Five things I learned as an ESL teacher

In January 2018, I jumped on a flight to Vietnam to become an ESL (English as a Second Language) teacher. At this point, I had very little teaching experience and didn’t really know what was in store for me. I was nervous, I was excited and I was eager to get stuck in- a sense of enthusiasm that carried me through five months of teaching English to over 600 students.

It’s true when they say that no two days are the same as an ESL teacher; it’s frantic, invigorating, and at some points a real challenge. Who knew a classroom of 50 students could be so loud?

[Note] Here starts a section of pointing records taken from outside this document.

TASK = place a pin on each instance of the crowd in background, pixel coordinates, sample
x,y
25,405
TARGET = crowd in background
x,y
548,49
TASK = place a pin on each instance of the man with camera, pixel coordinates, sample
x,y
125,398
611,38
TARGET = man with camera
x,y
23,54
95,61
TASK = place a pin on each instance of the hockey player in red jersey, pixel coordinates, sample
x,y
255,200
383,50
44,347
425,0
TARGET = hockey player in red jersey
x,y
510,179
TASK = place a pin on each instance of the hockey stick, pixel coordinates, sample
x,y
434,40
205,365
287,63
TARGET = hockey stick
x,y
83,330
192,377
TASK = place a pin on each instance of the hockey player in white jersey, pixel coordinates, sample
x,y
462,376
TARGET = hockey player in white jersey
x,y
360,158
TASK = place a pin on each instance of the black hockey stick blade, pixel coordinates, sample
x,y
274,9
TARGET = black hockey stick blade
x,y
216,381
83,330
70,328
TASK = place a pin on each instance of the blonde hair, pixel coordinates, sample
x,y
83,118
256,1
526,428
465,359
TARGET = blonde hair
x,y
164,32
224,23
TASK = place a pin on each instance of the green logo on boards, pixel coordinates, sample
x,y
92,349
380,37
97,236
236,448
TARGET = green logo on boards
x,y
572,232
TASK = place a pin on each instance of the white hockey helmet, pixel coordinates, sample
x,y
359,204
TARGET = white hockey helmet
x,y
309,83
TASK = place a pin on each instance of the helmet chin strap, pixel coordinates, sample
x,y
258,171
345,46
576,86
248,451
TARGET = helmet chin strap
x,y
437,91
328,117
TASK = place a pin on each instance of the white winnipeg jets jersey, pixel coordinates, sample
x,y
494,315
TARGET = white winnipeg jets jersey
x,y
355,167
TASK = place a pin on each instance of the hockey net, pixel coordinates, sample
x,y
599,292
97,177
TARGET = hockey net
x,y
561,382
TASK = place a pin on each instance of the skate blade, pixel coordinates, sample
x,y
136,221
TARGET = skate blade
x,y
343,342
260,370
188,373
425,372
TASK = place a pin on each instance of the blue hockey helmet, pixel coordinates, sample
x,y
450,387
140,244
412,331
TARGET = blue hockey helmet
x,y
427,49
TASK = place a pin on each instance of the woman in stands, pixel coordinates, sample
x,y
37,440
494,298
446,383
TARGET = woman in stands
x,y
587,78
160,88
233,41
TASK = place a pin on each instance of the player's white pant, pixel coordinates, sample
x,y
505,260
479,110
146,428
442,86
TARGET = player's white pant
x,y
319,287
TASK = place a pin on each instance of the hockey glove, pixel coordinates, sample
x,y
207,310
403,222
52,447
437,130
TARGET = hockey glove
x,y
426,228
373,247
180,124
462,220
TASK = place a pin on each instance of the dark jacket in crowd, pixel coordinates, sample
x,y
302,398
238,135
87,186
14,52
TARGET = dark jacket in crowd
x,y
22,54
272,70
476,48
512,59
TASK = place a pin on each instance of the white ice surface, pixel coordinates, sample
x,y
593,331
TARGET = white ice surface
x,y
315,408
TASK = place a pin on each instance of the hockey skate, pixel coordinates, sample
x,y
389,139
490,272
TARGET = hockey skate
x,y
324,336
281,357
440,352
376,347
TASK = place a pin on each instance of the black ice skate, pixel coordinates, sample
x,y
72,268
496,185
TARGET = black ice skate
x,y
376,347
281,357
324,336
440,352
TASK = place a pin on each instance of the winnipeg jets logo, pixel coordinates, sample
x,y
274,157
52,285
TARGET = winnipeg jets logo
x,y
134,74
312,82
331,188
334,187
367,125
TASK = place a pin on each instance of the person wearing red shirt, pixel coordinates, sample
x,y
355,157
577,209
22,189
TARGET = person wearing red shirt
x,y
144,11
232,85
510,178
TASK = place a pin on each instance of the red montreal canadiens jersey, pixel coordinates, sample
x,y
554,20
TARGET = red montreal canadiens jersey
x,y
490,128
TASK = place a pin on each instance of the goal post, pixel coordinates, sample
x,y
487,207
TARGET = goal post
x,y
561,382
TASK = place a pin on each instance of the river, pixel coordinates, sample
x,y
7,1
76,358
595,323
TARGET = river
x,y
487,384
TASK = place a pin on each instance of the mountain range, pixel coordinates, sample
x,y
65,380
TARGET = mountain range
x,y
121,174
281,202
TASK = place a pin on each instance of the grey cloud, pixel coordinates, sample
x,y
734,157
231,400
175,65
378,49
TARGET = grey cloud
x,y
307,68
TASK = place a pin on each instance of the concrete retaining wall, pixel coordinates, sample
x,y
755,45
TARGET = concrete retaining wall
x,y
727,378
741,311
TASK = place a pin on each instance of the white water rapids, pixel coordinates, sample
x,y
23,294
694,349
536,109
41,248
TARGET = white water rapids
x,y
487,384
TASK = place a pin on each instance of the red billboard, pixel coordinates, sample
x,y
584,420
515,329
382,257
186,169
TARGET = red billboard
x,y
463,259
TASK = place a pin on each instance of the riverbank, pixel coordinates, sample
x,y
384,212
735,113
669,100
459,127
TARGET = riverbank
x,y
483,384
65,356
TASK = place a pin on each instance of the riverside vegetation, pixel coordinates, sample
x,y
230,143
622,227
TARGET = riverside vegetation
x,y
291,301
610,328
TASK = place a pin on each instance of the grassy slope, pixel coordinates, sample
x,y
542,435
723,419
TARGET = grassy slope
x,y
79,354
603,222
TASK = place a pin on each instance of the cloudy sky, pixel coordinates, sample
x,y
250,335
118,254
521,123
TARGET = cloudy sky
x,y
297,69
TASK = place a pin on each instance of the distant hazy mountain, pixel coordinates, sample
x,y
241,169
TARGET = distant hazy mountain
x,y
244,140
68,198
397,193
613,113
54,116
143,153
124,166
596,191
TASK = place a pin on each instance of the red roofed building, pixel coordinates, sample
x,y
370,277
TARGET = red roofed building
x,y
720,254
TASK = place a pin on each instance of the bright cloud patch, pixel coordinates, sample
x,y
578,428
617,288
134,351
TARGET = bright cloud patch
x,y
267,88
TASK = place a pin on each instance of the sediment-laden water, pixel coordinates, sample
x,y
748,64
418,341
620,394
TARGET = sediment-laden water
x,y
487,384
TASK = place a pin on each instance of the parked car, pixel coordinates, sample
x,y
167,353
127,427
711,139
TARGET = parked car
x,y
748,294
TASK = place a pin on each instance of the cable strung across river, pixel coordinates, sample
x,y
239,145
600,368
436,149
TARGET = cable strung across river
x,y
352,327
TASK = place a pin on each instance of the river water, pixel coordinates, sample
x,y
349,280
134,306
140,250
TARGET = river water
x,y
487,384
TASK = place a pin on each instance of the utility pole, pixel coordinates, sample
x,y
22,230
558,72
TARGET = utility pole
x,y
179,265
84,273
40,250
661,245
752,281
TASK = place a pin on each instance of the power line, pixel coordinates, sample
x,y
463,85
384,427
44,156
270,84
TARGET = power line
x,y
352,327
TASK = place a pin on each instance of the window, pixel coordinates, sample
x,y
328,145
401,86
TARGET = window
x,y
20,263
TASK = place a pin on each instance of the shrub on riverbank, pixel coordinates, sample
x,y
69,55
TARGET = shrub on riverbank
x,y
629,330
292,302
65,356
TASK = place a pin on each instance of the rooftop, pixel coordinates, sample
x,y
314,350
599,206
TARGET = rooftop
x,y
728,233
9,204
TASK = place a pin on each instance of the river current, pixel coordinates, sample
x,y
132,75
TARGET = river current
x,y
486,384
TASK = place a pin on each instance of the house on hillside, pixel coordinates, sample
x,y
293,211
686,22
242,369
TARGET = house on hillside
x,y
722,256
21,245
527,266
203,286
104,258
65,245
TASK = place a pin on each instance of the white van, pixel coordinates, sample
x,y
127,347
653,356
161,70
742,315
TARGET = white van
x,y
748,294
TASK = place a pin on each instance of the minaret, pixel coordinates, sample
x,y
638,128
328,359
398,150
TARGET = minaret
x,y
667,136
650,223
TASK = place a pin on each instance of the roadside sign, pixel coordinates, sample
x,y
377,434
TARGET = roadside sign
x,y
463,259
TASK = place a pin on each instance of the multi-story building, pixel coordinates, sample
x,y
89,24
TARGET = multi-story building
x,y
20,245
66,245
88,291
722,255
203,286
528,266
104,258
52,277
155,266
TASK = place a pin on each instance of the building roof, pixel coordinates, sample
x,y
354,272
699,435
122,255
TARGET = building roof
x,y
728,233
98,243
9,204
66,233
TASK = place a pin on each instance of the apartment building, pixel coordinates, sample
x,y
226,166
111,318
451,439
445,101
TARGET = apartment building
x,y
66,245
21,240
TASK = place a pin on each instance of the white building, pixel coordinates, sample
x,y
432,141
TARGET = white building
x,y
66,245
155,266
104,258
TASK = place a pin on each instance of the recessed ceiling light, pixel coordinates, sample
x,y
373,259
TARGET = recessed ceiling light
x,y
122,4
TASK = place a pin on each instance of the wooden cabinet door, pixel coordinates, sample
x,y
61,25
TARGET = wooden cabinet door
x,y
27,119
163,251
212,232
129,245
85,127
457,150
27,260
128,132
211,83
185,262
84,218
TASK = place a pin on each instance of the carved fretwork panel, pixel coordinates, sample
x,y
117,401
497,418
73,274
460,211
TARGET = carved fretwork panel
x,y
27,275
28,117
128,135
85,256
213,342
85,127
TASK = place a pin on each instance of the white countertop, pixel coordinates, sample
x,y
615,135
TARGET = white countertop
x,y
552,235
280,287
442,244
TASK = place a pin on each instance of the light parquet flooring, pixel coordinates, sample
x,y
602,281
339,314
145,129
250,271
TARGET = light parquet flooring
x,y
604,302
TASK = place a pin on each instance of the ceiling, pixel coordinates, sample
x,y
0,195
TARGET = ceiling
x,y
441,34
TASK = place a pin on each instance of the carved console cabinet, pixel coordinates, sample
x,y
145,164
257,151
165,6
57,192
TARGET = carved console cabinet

I’ve taken away so much from my time in Vietnam, but here are just five things I learned as an ESL teacher:

  • Experience isn’t essential – I was so nervous about my lack of teaching experience when I stepped into the classroom on my very first day, however it turns out that it really didn’t matter. Very few of my fellow teachers had any previous experience, and some of them went on to be the most amazing, confident and creative ESL tutors. Whether you’ve taught for 30 years or 30 minutes, it seems that the most important thing is to tackle each day with boundless enthusiasm, patience, and a good sense of humour.

 

  • Your pupils will teach you more than you can teach them – I’d always loved being around children, but it wasn’t until I became a teacher that I realised just how much there is to learn from them. Some of the students I taught practised English with so much confidence that it inspired me to try harder in my own Vietnamese language classes (…I was still rubbish), and demonstrated such perseverance that I couldn’t help being amazed every single day.

 

  • It won’t always be plain sailing – Trust me, just when you think you’ve got the hang of teaching, one of your pupils will throw such a curve ball that you’ll be lost for words. Some of these times will be positive, and others not so much.. There was the time one of my students brought his pet turtle to class in a lemonade bottle (why?!), and the time a boy of no more than eight years old wrote “f*** you teacher” on his whiteboard to let me know just how he felt about my lesson. Fab. Nevertheless, you’ll grow to handle these challenges and become a better teacher for it.

 

  • Games are your best friend – No matter what age or ability your students are, a good game will always always always save your life if your lesson plan has fallen apart (or if you’re just hoping to lighten the mood). Language games are fun, they give your lesson another dimension, and they’re a great way to reward hard-working students. They’re also a great way to encourage shyer pupils to get involved (and give you a little break from teaching the hard stuff), so they’re a win win all round.

 

  • It’s incredibly rewarding – There really is nothing like the sense of pride you feel when a student grasps a tricky tense, or the rush of excitement you get after a lesson went well. I formed such great bonds with some of my pupils and saying goodbye after five months was really, truly difficult. Of course, teaching isn’t for everyone, but I couldn’t believe how rewarding I found the whole experience.